El recorrido es recomendable, por demás. No está entre los recorridos de trekking más sencillos aunque, con un poco de esfuerzo, es posible superar las exigencias que presenta el trayecto.
Todo vale la pena. El recorrido empieza en Los Césares, en la cabecera del lago Mascardi, sobre la ruta provincial 81, a mitad de camino entre la ruta 40 y Pampa Linda, en la ruta a Tronador.
Los carteles anuncian un trayecto de 9 kilómetros desde Los Césares hasta la Laguna Azul, sin embargo el recorrido es 1,5 más extenso (10,5 km de ida). La primera parte es amigable, en un terreno plano que acompaña al río Manso. Tras unos 3 kilómetros, el trazado se torna más complejo, con pendientes más pronunciadas.

La primera dificultad más significativa es cuando hay que cruzar el arroyo Claro, un curso de agua que acompaña la totalidad de la travesía.
Para poder hacerlo, es aconsejable contar con un calzado extra. Es importante tener en cuenta la época elegida para realizar la travesía, debido a que si el curso de agua aumenta su caudal, atravesarlo será más complejo.
El mismo arroyo hay que cruzarlo en cuatro oportunidades, la última a metros de la laguna. La parte más compleja – y más cautivante en cuanto a los paisajes – es la final. El agua baja con fuerza y hay gran cantidad de saltos y cascadas. Para llegar a destino, hay que avanzar sobre los pedreros junto al arroyo y para ello se necesita fuerza de piernas, algo de equilibrio y atención para seguir las “pirkas” que orientan a los caminantes.
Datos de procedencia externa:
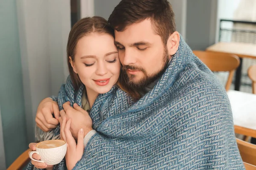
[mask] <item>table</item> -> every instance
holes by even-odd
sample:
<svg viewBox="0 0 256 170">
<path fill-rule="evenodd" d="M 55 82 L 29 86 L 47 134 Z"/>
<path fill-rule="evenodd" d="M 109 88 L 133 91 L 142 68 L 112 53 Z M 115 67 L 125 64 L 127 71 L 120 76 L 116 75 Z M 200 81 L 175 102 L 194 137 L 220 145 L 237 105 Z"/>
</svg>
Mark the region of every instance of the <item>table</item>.
<svg viewBox="0 0 256 170">
<path fill-rule="evenodd" d="M 220 42 L 211 45 L 206 51 L 235 54 L 240 58 L 240 64 L 236 74 L 235 90 L 239 91 L 243 58 L 256 59 L 256 44 L 243 42 Z"/>
<path fill-rule="evenodd" d="M 245 131 L 250 131 L 251 134 L 247 136 L 251 136 L 253 133 L 253 137 L 256 137 L 256 95 L 233 90 L 229 90 L 227 93 L 235 129 L 243 130 L 243 128 L 247 128 Z"/>
</svg>

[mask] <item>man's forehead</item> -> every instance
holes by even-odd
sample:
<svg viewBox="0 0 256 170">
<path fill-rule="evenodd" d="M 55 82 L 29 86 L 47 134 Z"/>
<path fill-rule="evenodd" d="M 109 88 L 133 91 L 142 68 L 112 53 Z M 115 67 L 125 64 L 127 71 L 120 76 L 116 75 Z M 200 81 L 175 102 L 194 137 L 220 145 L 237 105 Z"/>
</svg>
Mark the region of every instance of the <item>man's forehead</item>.
<svg viewBox="0 0 256 170">
<path fill-rule="evenodd" d="M 150 19 L 128 26 L 122 31 L 115 30 L 116 41 L 122 44 L 141 41 L 150 42 L 155 36 L 159 36 L 155 33 Z"/>
</svg>

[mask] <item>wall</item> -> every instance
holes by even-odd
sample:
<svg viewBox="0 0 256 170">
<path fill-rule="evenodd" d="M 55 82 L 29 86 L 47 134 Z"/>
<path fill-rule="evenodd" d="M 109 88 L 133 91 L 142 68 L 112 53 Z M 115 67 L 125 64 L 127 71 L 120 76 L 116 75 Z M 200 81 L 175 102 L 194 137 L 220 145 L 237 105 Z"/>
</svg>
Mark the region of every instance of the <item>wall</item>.
<svg viewBox="0 0 256 170">
<path fill-rule="evenodd" d="M 0 105 L 6 167 L 28 147 L 15 0 L 0 0 Z"/>
<path fill-rule="evenodd" d="M 5 170 L 6 169 L 4 144 L 3 142 L 3 125 L 2 125 L 2 117 L 1 116 L 1 106 L 0 106 L 0 170 Z"/>
<path fill-rule="evenodd" d="M 186 39 L 193 50 L 204 50 L 215 43 L 218 1 L 187 1 Z"/>
<path fill-rule="evenodd" d="M 121 0 L 94 0 L 94 14 L 108 20 L 109 16 Z"/>
<path fill-rule="evenodd" d="M 57 95 L 68 75 L 69 0 L 16 0 L 27 139 L 35 142 L 35 115 L 44 98 Z"/>
<path fill-rule="evenodd" d="M 169 0 L 174 13 L 176 30 L 186 39 L 187 0 Z"/>
</svg>

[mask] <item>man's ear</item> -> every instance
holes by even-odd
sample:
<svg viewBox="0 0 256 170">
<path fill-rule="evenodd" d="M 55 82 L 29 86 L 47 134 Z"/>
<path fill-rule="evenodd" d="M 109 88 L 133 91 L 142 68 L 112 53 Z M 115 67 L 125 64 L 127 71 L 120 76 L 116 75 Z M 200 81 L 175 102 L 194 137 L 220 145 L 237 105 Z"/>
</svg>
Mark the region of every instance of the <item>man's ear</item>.
<svg viewBox="0 0 256 170">
<path fill-rule="evenodd" d="M 175 31 L 169 37 L 167 41 L 167 49 L 169 56 L 176 53 L 180 45 L 180 34 Z"/>
</svg>

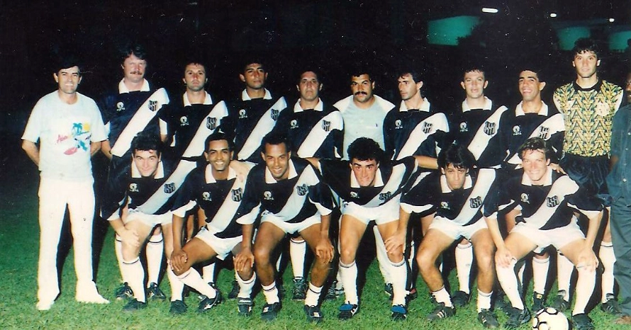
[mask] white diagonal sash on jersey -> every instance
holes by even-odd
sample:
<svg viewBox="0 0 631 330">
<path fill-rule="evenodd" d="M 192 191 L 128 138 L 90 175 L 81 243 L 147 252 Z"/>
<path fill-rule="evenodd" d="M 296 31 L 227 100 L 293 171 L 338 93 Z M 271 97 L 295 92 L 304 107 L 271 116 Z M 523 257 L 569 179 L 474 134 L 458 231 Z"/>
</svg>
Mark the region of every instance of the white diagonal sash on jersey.
<svg viewBox="0 0 631 330">
<path fill-rule="evenodd" d="M 473 154 L 474 157 L 476 157 L 476 160 L 479 159 L 480 155 L 481 155 L 482 152 L 486 149 L 486 147 L 488 146 L 488 141 L 497 135 L 498 127 L 500 127 L 500 118 L 501 118 L 504 111 L 506 111 L 508 109 L 503 106 L 498 108 L 486 120 L 484 121 L 484 123 L 478 128 L 478 131 L 476 132 L 475 136 L 473 140 L 471 140 L 471 143 L 467 148 L 469 149 L 469 151 Z M 493 132 L 492 134 L 488 134 L 488 132 L 487 130 L 488 128 L 486 127 L 487 123 L 493 126 Z"/>
<path fill-rule="evenodd" d="M 427 130 L 426 125 L 431 125 L 430 130 L 427 132 L 424 132 Z M 413 156 L 414 152 L 418 149 L 418 147 L 427 140 L 428 137 L 436 132 L 437 130 L 442 130 L 444 132 L 449 132 L 449 127 L 447 123 L 447 117 L 442 113 L 435 113 L 414 127 L 410 137 L 406 141 L 406 144 L 401 147 L 396 157 L 396 160 L 399 160 L 408 156 Z"/>
<path fill-rule="evenodd" d="M 298 149 L 298 157 L 301 158 L 313 157 L 313 154 L 320 149 L 322 143 L 326 140 L 327 137 L 333 130 L 342 130 L 342 123 L 339 120 L 335 120 L 335 117 L 340 115 L 337 112 L 333 112 L 324 116 L 318 122 L 309 132 L 307 137 Z M 323 127 L 325 123 L 328 122 L 329 126 L 327 130 Z"/>
<path fill-rule="evenodd" d="M 544 132 L 541 131 L 544 129 L 547 129 Z M 554 115 L 550 117 L 548 119 L 546 119 L 541 123 L 539 126 L 537 127 L 535 130 L 532 130 L 532 132 L 530 134 L 530 137 L 541 137 L 544 140 L 547 140 L 554 133 L 557 133 L 559 132 L 565 132 L 565 123 L 563 121 L 563 115 L 560 113 L 557 113 Z M 545 134 L 545 136 L 541 136 L 542 134 Z M 520 164 L 521 161 L 519 159 L 519 155 L 516 153 L 510 157 L 510 159 L 508 160 L 508 164 Z"/>
<path fill-rule="evenodd" d="M 204 118 L 199 125 L 199 127 L 197 128 L 197 132 L 195 132 L 195 135 L 191 139 L 191 142 L 189 143 L 189 146 L 186 147 L 186 150 L 184 150 L 182 157 L 196 157 L 201 156 L 201 154 L 203 153 L 206 147 L 203 145 L 208 135 L 215 132 L 217 127 L 219 125 L 219 121 L 221 118 L 227 115 L 228 108 L 225 106 L 225 102 L 222 101 L 213 106 L 211 110 L 211 112 L 208 113 L 208 115 L 206 116 L 206 118 Z M 210 120 L 213 119 L 216 120 L 216 123 L 215 125 L 212 126 L 210 124 Z"/>
<path fill-rule="evenodd" d="M 145 215 L 155 213 L 179 189 L 186 176 L 196 166 L 197 164 L 195 161 L 184 159 L 179 161 L 175 171 L 169 176 L 164 183 L 160 186 L 157 191 L 153 193 L 147 201 L 138 205 L 138 210 Z"/>
<path fill-rule="evenodd" d="M 280 111 L 285 108 L 286 106 L 285 99 L 281 97 L 274 103 L 274 106 L 272 106 L 271 108 L 267 109 L 267 111 L 265 111 L 265 113 L 263 114 L 263 116 L 257 123 L 252 132 L 250 133 L 250 136 L 247 137 L 245 143 L 243 144 L 239 154 L 237 155 L 238 159 L 247 159 L 259 149 L 259 147 L 261 146 L 261 140 L 274 127 L 276 120 L 272 118 L 272 111 L 274 110 Z"/>
<path fill-rule="evenodd" d="M 131 147 L 131 140 L 141 132 L 147 124 L 155 117 L 162 106 L 169 103 L 169 96 L 164 89 L 160 89 L 153 92 L 147 101 L 138 108 L 138 110 L 121 132 L 116 143 L 112 147 L 111 153 L 114 156 L 122 157 Z M 153 110 L 152 110 L 153 109 Z"/>
<path fill-rule="evenodd" d="M 548 169 L 548 171 L 550 169 Z M 526 223 L 537 228 L 541 228 L 552 217 L 552 215 L 557 212 L 559 205 L 563 203 L 565 196 L 571 195 L 578 190 L 579 186 L 569 176 L 564 176 L 557 178 L 552 183 L 552 187 L 546 195 L 545 200 L 537 209 L 537 212 L 526 219 Z M 548 204 L 548 201 L 551 200 L 554 201 L 553 205 Z"/>
<path fill-rule="evenodd" d="M 469 197 L 467 198 L 467 205 L 462 206 L 460 212 L 458 213 L 458 215 L 454 219 L 454 222 L 464 225 L 469 223 L 469 222 L 473 219 L 476 213 L 479 211 L 480 207 L 482 207 L 482 203 L 484 202 L 484 199 L 488 194 L 488 190 L 491 189 L 491 186 L 495 181 L 495 176 L 496 172 L 495 170 L 493 169 L 482 169 L 478 172 L 478 178 L 476 180 L 476 184 L 474 186 L 473 189 L 471 189 L 471 193 L 469 193 Z M 477 205 L 477 207 L 474 207 L 475 205 L 471 205 L 471 200 L 477 197 L 482 198 L 481 200 L 478 201 L 480 203 L 480 205 Z"/>
</svg>

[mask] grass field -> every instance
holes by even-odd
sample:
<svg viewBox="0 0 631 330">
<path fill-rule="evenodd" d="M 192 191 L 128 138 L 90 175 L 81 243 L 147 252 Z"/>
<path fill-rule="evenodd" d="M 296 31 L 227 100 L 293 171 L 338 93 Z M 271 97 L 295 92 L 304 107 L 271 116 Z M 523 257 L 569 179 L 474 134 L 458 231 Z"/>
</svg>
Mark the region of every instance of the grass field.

La laguna está ubicada a 1805 metros de altura (SNM). Está emplazada entre montañas y su color, claramente, hace honor a su nombre. En las elevaciones cercanas es posible divisar familias de cóndores y otras aves de altura que observan el entorno desde allí.
Un recorrido – tal vez por su dificultad – no tan popular como otros recorridos, pero sumamente recomendable.